There’s a new fad, and it’s possibly more dangerous than the majority of the others. Online dating, it’s become a safe haven for teenagers across the globe. Throughout my entire high school life, I was very secure in the fact that I had only been in very few relationships, it was never a problem for me but I got the chance to glance around and see all my friends discuss their ‘relationships’ with people. I found that people turned to online dating when they had nowhere else to turn to. It isn’t the kind seen in a movie or read of in a book, it’s the dangerous kind that can be enough to frenzy all families.

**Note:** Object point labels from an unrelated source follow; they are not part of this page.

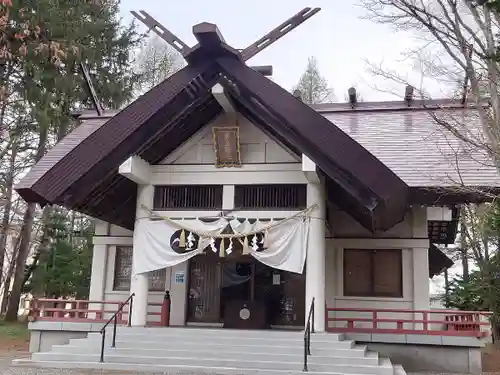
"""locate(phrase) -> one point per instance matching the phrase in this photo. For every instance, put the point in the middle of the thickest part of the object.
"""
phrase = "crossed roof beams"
(208, 34)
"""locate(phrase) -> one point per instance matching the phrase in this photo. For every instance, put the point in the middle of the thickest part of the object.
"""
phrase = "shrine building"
(258, 212)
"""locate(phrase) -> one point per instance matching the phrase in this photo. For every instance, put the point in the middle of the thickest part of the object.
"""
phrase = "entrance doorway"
(218, 285)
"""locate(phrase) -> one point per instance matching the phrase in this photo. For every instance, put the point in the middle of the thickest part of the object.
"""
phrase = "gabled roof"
(82, 175)
(410, 141)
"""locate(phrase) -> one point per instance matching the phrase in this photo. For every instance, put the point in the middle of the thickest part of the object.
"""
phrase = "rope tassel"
(182, 239)
(246, 248)
(265, 242)
(222, 249)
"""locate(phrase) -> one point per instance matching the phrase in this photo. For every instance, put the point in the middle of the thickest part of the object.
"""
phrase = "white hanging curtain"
(153, 243)
(277, 244)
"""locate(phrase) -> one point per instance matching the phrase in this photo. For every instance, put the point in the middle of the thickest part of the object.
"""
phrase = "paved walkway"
(7, 369)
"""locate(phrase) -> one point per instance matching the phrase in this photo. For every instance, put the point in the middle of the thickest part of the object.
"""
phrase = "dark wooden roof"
(81, 172)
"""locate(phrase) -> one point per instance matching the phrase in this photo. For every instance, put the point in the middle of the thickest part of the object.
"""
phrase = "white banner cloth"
(286, 242)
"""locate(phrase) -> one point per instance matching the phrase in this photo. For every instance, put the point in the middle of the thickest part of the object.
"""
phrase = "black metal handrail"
(114, 318)
(307, 334)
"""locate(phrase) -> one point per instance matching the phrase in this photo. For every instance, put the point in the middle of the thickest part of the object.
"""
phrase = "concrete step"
(143, 339)
(399, 370)
(242, 355)
(248, 363)
(86, 345)
(213, 332)
(201, 370)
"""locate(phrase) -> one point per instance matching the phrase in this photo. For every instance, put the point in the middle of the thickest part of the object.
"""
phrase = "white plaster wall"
(410, 237)
(115, 295)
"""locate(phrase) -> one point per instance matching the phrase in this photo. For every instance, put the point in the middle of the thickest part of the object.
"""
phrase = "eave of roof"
(84, 176)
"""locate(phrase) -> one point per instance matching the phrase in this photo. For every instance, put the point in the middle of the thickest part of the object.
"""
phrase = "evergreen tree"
(65, 271)
(51, 88)
(313, 86)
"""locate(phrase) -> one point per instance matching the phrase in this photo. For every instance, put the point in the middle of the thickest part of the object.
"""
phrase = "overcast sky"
(337, 36)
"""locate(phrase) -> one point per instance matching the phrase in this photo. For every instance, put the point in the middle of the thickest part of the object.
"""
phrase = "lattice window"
(271, 197)
(204, 197)
(123, 268)
(373, 273)
(123, 272)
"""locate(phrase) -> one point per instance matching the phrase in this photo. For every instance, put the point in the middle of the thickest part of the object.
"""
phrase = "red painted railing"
(65, 310)
(402, 321)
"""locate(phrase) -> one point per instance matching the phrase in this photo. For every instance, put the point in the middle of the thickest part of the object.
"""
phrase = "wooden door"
(204, 290)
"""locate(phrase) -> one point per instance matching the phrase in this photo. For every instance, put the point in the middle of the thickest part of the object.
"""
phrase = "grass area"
(13, 330)
(13, 336)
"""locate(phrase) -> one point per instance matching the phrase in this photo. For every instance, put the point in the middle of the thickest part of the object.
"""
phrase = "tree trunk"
(4, 227)
(8, 277)
(41, 253)
(446, 289)
(24, 246)
(22, 255)
(463, 250)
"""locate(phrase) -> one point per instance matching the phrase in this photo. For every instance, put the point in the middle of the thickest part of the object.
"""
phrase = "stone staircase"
(210, 351)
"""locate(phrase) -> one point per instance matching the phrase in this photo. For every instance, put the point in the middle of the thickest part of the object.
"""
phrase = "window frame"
(373, 293)
(150, 275)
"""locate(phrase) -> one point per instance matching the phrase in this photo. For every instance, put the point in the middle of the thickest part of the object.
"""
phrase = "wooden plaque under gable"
(227, 146)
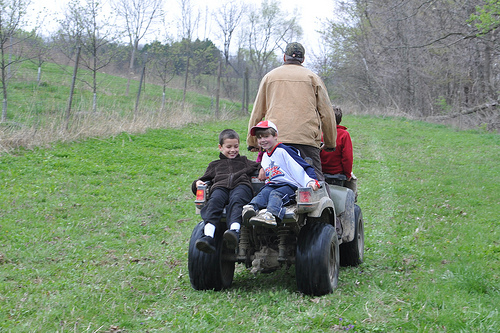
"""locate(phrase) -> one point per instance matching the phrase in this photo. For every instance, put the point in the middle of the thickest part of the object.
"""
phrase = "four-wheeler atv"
(318, 233)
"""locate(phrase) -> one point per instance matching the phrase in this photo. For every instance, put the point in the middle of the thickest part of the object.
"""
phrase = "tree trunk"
(73, 82)
(217, 94)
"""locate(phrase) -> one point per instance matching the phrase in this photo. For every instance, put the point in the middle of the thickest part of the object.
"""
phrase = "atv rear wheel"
(317, 259)
(209, 271)
(351, 254)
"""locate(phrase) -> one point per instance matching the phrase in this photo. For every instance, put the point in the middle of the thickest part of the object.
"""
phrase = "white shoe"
(248, 212)
(264, 219)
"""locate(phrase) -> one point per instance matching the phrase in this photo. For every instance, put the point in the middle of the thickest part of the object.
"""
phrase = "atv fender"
(343, 200)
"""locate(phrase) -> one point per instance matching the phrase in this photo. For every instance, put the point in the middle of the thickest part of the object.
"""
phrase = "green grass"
(27, 100)
(94, 237)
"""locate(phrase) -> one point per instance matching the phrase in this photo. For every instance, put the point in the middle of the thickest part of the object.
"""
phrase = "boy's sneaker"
(264, 219)
(248, 212)
(206, 244)
(232, 237)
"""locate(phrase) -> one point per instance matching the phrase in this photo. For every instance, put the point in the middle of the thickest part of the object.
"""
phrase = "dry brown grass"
(83, 125)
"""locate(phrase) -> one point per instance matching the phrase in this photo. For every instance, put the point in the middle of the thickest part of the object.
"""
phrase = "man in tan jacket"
(296, 100)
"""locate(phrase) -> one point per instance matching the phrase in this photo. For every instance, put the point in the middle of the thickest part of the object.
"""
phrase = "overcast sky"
(312, 14)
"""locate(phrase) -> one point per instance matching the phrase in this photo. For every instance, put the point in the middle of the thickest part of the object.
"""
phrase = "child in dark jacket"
(230, 176)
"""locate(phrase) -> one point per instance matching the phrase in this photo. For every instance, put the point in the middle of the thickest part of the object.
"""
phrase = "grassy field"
(94, 238)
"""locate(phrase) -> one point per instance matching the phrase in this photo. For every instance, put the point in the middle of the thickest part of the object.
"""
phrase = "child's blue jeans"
(274, 197)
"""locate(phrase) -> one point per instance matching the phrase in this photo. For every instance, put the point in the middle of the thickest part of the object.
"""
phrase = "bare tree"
(138, 16)
(188, 24)
(421, 57)
(228, 16)
(161, 66)
(270, 29)
(12, 19)
(41, 53)
(86, 27)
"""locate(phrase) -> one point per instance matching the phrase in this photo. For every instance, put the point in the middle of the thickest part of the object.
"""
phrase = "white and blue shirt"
(284, 165)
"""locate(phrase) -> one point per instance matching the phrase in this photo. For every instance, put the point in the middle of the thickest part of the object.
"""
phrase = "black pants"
(233, 200)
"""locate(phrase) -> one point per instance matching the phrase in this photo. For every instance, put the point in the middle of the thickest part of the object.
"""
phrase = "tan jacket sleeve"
(327, 115)
(258, 112)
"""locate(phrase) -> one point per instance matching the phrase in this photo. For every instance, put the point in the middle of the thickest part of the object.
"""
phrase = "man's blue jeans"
(274, 197)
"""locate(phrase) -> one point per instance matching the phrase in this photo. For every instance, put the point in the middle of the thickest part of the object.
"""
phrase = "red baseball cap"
(263, 124)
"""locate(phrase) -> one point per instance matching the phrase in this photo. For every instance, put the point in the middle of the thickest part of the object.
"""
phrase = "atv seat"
(337, 179)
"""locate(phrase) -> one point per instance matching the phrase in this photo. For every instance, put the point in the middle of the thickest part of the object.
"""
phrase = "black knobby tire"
(351, 253)
(209, 271)
(317, 259)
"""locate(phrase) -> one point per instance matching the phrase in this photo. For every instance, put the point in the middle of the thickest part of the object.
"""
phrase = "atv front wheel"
(209, 271)
(351, 254)
(317, 259)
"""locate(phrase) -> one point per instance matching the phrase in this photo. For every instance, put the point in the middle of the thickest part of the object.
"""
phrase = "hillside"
(94, 237)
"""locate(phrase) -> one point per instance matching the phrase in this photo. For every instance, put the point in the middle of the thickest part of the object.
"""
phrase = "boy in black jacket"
(231, 188)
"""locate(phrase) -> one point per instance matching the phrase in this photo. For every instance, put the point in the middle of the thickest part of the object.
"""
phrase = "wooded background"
(435, 60)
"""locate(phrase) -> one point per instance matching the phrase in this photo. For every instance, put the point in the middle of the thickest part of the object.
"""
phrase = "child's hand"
(314, 184)
(262, 174)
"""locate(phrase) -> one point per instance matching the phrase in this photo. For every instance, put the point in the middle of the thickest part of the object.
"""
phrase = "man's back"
(294, 98)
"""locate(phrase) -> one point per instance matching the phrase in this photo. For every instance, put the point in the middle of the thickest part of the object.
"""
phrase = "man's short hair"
(265, 131)
(228, 134)
(338, 114)
(295, 51)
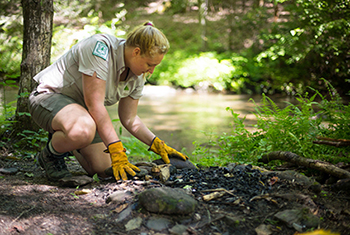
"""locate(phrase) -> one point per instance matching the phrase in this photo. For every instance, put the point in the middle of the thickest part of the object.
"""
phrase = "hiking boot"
(54, 166)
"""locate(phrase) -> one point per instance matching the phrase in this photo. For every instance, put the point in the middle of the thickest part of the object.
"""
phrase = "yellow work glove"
(159, 147)
(120, 163)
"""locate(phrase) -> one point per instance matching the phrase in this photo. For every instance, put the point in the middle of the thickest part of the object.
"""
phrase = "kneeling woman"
(69, 102)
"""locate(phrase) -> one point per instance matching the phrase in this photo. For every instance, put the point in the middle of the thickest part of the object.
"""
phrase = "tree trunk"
(231, 22)
(203, 11)
(37, 35)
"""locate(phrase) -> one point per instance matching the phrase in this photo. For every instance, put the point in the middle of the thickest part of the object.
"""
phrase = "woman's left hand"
(159, 147)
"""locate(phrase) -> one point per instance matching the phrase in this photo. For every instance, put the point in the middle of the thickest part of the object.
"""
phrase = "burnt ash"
(242, 182)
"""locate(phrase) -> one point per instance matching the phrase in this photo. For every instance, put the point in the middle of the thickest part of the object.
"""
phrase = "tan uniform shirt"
(101, 53)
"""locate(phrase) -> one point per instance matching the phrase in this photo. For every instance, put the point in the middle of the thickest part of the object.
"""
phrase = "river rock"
(167, 200)
(178, 163)
(298, 178)
(158, 224)
(133, 224)
(75, 181)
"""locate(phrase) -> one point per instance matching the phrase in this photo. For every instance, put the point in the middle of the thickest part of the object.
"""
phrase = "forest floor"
(30, 204)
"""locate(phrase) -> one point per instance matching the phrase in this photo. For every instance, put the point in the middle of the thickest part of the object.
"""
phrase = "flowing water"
(182, 117)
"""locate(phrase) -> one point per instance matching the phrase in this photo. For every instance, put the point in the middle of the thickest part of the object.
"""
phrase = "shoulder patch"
(101, 50)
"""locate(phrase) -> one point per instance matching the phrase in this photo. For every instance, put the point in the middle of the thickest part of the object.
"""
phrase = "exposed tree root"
(301, 161)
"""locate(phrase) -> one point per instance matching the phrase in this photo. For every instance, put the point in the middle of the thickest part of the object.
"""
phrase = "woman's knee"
(83, 130)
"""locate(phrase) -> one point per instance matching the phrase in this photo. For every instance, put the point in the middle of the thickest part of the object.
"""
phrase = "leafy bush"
(293, 128)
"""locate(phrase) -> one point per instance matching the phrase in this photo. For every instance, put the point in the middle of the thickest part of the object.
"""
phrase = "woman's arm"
(127, 110)
(94, 94)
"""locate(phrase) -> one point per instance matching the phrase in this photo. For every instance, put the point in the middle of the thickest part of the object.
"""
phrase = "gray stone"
(125, 213)
(118, 197)
(140, 174)
(158, 224)
(75, 181)
(297, 178)
(178, 229)
(301, 217)
(167, 200)
(133, 224)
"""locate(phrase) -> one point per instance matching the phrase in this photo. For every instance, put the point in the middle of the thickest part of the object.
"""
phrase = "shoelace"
(60, 164)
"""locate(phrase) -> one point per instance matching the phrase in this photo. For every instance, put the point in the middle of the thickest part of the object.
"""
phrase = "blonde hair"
(149, 39)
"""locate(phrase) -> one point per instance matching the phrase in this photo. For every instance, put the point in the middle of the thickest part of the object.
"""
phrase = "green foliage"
(137, 150)
(312, 44)
(292, 128)
(199, 70)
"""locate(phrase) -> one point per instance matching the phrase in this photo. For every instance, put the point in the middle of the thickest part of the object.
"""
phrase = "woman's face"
(143, 64)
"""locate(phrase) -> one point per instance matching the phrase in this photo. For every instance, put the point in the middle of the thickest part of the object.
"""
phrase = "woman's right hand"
(120, 163)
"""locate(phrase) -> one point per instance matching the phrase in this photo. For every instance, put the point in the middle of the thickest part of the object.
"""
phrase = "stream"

On television it can be seen that a girl meets a guy through a secure or even sometimes unsecure website, seldom does it teach of the dangers behind the website. Usually it’s all resolved for the better, unless you’re watching a crime show drama then the possibility of surviving is slim, but reality is far from a crime show drama. Numerous people in school's have talked about their ‘intimate’ relationships and their ‘deep love’ for people they have yet to meet. It’s so easy to go onto the internet and make themselves into whoever they always wanted to be or even whoever would be the most desirable in the public’s eye. Days and days go by and the teenagers- and sometimes adults- continue with their relationship. Not even bothering at the most severe of times to Skype or ask intimate enough questions that can be proved with hard evidence- a Facebook profile hardly justifies as evidence- and then in later times they’ll get that same text or email or snap or whatever that pretty much just insists that they meet up in person. Of course, being the lovestruck fool they usually are, they’ll agree without hesitation.
That’s where the danger lies, it’s all fun and games to be in a relationship with someone who lives far away and you’ve never actually met them, because on a level you have to understand how false it is and how it’s not something that holds any actual value. But there’s always the chance of danger, the risk you’re putting on yourself by allowing someone to know you and know your number or school or even your job. You have no actual idea who it is behind the computer screen or what they’re capable of!
I for one do not believe in such a concept as ludicrous as ‘love’, but if I were to believe it I would still believe that you can’t fall in love with someone you’ve never met in person. You can fall in love with the idea of them. That someone ‘handsome’ or ‘pretty’ lives far away and doesn’t see anyone in their lives but you. That they’re a sweetheart and oh so kind, and everything about them is perfect. Yes we all want to believe that a perfect prince/princess charming lives out in the real world just waiting for us, but they don’t live on the internet, and they’re not going to ask to meet you in some severely secluded and private area.
Just because nothing seems to be going right in your youth years, and you can’t seem to land a date, doesn’t mean that turning to the strange man out in England or China is the man for you. Chances have it, if they give you some far off distance from America, they live closer than you would imagine. That’s a scapegoat to get people not to pry. There’s someone out there for everyone right? So why squander it on someone you don’t know. Online, invisible, internet dating is not safe. Maybe a few dating websites or blind dates set up by friends- that’s all okay- but not somebody you’ve never met or even someone who refuses to show their face. And by all means if you’re going to meet them because you just can’t stop true love, then do it somewhere widely populated.
The dangers are too real, and people are losing their lives over it. We’re all taught at a young age to not talk to strangers, but the internet makes it just so much easier and gives us even more of a reason to do just that! There’s no way to make it any safer, aside from providing the facts. It’s not true love, and you shouldn’t allow naivety to control you, this persona on the internet is most likely a stretch from who the real person is. Keep yourself and your children protected, don’t online date.